In Prerequisites for Continuous Deployment Dan Ackerson asked “What are your major obstacles to deploying continuously to your live servers”?
This must have been a rhetorical question, since my response is “awaiting moderation”. Why ask a question if you don’t want answers?
There are a number of obstacles to deploying meaningful changes continuously to live production servers, besides having a working Continuous Integration environment and following disciplined development practices.
Making interface changes and certifying them with partners. Making database schema and data changes. Security checks. Destructive testing and stress testing for performance-sensitive online transactional systems. And so on. Most of the changes that people talk about releasing continuously are trivial: minor tweaks, cosmetic fiddling or small bug fixes. Anything bigger has to be done more carefully.
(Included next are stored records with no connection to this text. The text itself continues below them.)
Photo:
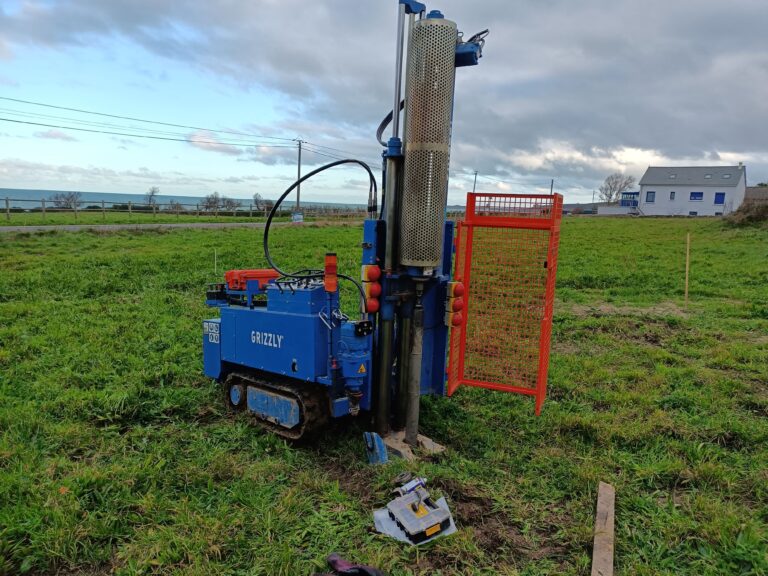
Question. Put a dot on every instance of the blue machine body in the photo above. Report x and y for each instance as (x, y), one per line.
(297, 331)
(274, 335)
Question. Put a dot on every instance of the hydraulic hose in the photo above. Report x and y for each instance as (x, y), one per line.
(385, 123)
(309, 274)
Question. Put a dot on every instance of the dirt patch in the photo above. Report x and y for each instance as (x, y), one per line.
(567, 347)
(661, 309)
(357, 482)
(494, 533)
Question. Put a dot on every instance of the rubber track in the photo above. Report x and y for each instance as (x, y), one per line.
(311, 398)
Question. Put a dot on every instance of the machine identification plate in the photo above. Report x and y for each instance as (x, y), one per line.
(212, 329)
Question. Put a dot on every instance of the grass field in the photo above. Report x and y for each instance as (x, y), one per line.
(95, 217)
(116, 454)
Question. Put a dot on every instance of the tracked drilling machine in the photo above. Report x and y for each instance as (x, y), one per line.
(285, 352)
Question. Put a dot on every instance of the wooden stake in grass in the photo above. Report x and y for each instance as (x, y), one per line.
(687, 264)
(602, 550)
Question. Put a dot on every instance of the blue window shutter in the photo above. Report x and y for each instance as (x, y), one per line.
(720, 198)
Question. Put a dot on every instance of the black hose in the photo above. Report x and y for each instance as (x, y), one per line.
(319, 273)
(385, 123)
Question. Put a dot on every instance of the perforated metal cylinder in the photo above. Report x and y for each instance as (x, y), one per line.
(429, 95)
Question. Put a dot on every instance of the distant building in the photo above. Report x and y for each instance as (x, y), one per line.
(626, 206)
(692, 190)
(756, 195)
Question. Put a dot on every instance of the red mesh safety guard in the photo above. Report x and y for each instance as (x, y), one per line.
(506, 256)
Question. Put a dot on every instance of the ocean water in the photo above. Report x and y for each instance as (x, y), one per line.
(23, 198)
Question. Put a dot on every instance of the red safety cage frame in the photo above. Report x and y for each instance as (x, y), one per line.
(506, 256)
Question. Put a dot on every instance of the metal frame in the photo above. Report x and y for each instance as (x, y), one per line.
(531, 224)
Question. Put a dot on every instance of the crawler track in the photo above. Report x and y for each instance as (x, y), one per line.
(311, 398)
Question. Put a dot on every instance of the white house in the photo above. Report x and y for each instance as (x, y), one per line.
(692, 190)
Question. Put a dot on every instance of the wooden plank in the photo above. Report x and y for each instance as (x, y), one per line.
(602, 551)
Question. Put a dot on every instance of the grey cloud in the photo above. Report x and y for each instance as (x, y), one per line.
(574, 84)
(54, 134)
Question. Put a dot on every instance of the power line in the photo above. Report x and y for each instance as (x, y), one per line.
(134, 119)
(108, 128)
(107, 125)
(148, 136)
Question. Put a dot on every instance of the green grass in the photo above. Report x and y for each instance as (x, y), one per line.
(96, 217)
(116, 454)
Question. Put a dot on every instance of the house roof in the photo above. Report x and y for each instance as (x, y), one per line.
(756, 193)
(718, 176)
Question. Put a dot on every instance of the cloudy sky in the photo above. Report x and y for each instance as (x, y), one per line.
(566, 90)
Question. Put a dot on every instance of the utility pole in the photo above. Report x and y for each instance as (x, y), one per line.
(298, 177)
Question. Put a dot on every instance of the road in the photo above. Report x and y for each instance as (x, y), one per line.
(112, 227)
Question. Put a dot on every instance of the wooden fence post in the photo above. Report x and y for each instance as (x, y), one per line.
(603, 547)
(687, 264)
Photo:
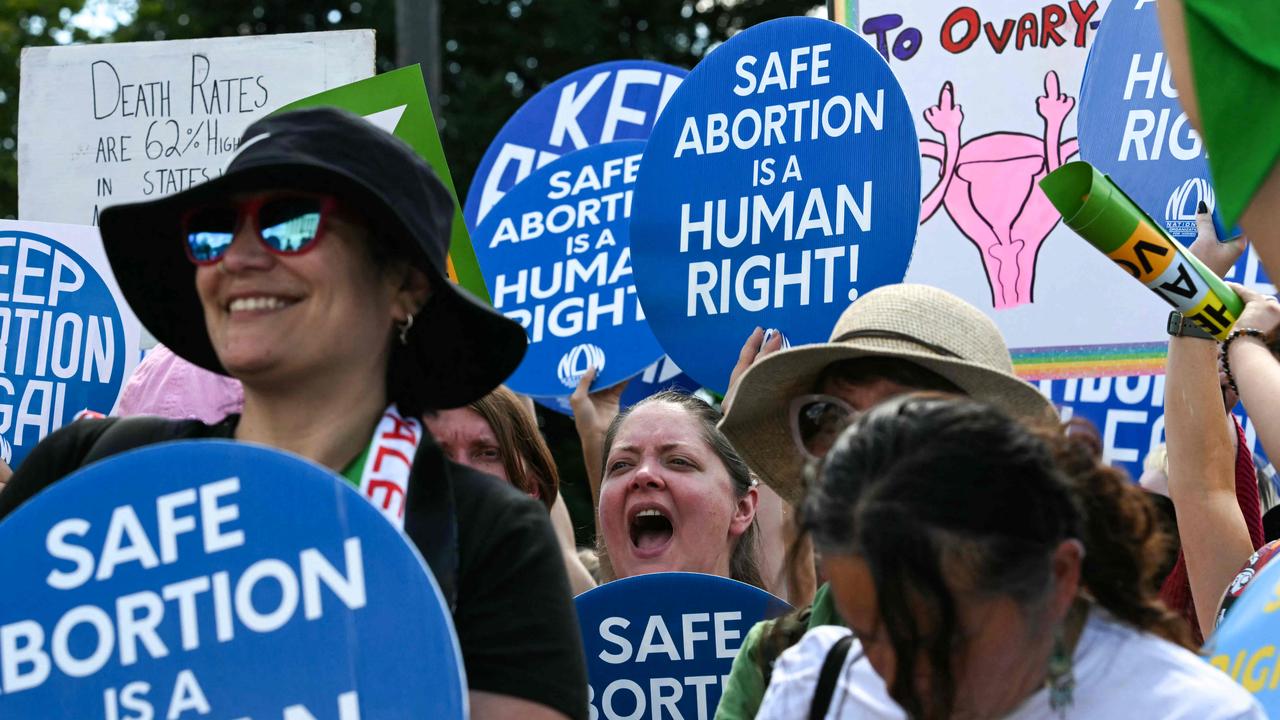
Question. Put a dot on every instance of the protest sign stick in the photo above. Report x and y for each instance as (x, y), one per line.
(1095, 206)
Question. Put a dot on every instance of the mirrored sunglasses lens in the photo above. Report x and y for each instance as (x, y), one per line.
(289, 223)
(210, 232)
(818, 425)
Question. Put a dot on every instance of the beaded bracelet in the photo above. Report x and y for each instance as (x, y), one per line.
(1226, 346)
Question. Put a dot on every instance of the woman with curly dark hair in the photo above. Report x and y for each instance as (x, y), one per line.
(988, 572)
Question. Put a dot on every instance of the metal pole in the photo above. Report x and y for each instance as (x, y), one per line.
(417, 31)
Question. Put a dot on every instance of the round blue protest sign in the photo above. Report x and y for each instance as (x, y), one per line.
(208, 578)
(1243, 646)
(62, 338)
(781, 181)
(1133, 128)
(662, 376)
(658, 646)
(556, 256)
(604, 103)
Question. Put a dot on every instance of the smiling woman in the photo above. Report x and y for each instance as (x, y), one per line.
(675, 495)
(314, 272)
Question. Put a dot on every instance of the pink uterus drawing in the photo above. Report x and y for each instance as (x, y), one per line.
(991, 188)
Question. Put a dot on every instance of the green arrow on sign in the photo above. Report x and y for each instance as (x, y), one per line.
(397, 103)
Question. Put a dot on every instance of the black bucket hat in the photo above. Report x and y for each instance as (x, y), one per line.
(458, 347)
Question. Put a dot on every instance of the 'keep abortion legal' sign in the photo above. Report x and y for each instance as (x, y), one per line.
(556, 256)
(661, 645)
(68, 340)
(781, 181)
(604, 103)
(1133, 127)
(214, 579)
(109, 123)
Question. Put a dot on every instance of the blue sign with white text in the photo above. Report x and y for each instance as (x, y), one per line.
(62, 340)
(556, 256)
(658, 646)
(1133, 128)
(604, 103)
(780, 183)
(1128, 413)
(209, 578)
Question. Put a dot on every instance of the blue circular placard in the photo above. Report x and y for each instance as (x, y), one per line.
(209, 578)
(663, 374)
(1133, 128)
(556, 256)
(604, 103)
(667, 638)
(781, 181)
(62, 340)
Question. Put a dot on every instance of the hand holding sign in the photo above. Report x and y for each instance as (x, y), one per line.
(1261, 311)
(557, 256)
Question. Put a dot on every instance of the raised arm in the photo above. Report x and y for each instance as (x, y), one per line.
(1200, 434)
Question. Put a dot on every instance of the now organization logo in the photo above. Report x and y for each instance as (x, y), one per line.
(1180, 209)
(579, 359)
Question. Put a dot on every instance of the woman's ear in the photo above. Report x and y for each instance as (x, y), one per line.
(744, 513)
(1068, 568)
(412, 294)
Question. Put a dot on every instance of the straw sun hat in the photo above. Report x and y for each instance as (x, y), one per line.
(920, 324)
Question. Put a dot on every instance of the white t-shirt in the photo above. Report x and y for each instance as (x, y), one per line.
(1120, 674)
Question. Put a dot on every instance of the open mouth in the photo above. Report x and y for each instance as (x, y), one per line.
(650, 532)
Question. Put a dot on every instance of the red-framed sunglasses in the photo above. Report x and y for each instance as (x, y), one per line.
(286, 224)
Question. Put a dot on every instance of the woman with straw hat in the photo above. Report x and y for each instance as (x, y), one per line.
(787, 406)
(314, 272)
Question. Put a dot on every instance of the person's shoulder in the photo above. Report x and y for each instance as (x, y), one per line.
(1173, 678)
(804, 659)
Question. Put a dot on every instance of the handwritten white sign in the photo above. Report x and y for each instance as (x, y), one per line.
(101, 124)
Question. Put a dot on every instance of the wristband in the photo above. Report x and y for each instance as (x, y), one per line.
(1179, 326)
(1226, 347)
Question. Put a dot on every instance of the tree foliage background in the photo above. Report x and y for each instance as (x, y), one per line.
(496, 54)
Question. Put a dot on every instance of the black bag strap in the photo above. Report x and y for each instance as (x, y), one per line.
(828, 675)
(131, 433)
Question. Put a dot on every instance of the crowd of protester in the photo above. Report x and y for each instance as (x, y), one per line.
(952, 548)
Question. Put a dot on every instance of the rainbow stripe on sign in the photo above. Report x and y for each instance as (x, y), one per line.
(1089, 360)
(1101, 213)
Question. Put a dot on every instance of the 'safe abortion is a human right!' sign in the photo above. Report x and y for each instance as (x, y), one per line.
(781, 182)
(223, 580)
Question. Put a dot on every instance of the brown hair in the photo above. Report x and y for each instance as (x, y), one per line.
(923, 482)
(744, 564)
(525, 455)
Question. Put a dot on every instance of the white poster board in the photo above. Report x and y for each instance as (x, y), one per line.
(68, 340)
(101, 124)
(1014, 73)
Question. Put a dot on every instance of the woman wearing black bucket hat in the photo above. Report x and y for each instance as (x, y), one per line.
(314, 270)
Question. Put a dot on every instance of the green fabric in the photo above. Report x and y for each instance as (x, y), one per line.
(356, 469)
(1235, 65)
(744, 688)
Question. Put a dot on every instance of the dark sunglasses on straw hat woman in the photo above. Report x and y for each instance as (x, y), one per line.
(312, 270)
(791, 405)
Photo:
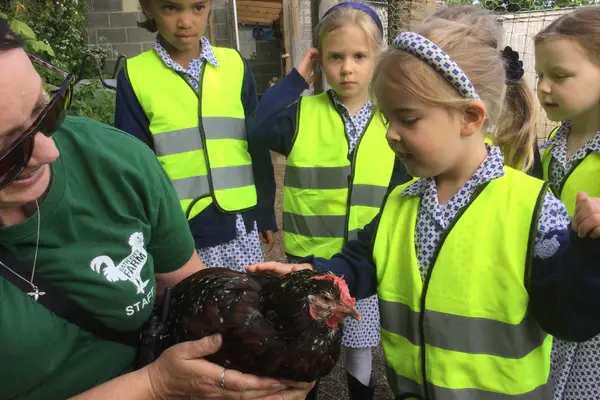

Schema changes can’t be made continuously. Bigger functional changes can’t and shouldn’t be made continuously, even with dark launching. Etsy for example (one of the companies used as a poster child for Continuous Deployment), doesn’t continuously deploy bigger public-facing features. They take their time and design them and prototype them and test them and review them and plan them out with operations and customer support and product management like any sane organization. See John Allspaw’s keynote at Surge last year.
Ackerson talks about “sufficient” automated test coverage. Automated testing isn’t enough for every (any?) system or every (any?) company, certainly not automated testing at 35% coverage which is much much lower than say Jez Humble recommends in Continuous Delivery.
You also have to account for code reviews and security checks, which could be done before check-in. This is how some companies are able to achieve Continuous Deployment – they move some of the necessary and responsible steps like code reviews up before check-in, so you know the code is already pretty good.
Too many descriptions of Continuous Deployment make it sound too simple and too easy. It’s not, and even organizations that have a lot of experience with it continue to have security and reliability problems: Facebook, Wordpress, …
Yes there’s a lot to learn from Continuous Deployment, about streamlining and simplifying release and deployment, and reducing risk by breaking work down into smaller and smaller pieces and tying all of this together with ops monitoring and metrics. But it’s not the “Holy Grail of Devops”, or at least it shouldn’t be. There's a lot more to DevOps than Continuous Deployment, which is a good thing.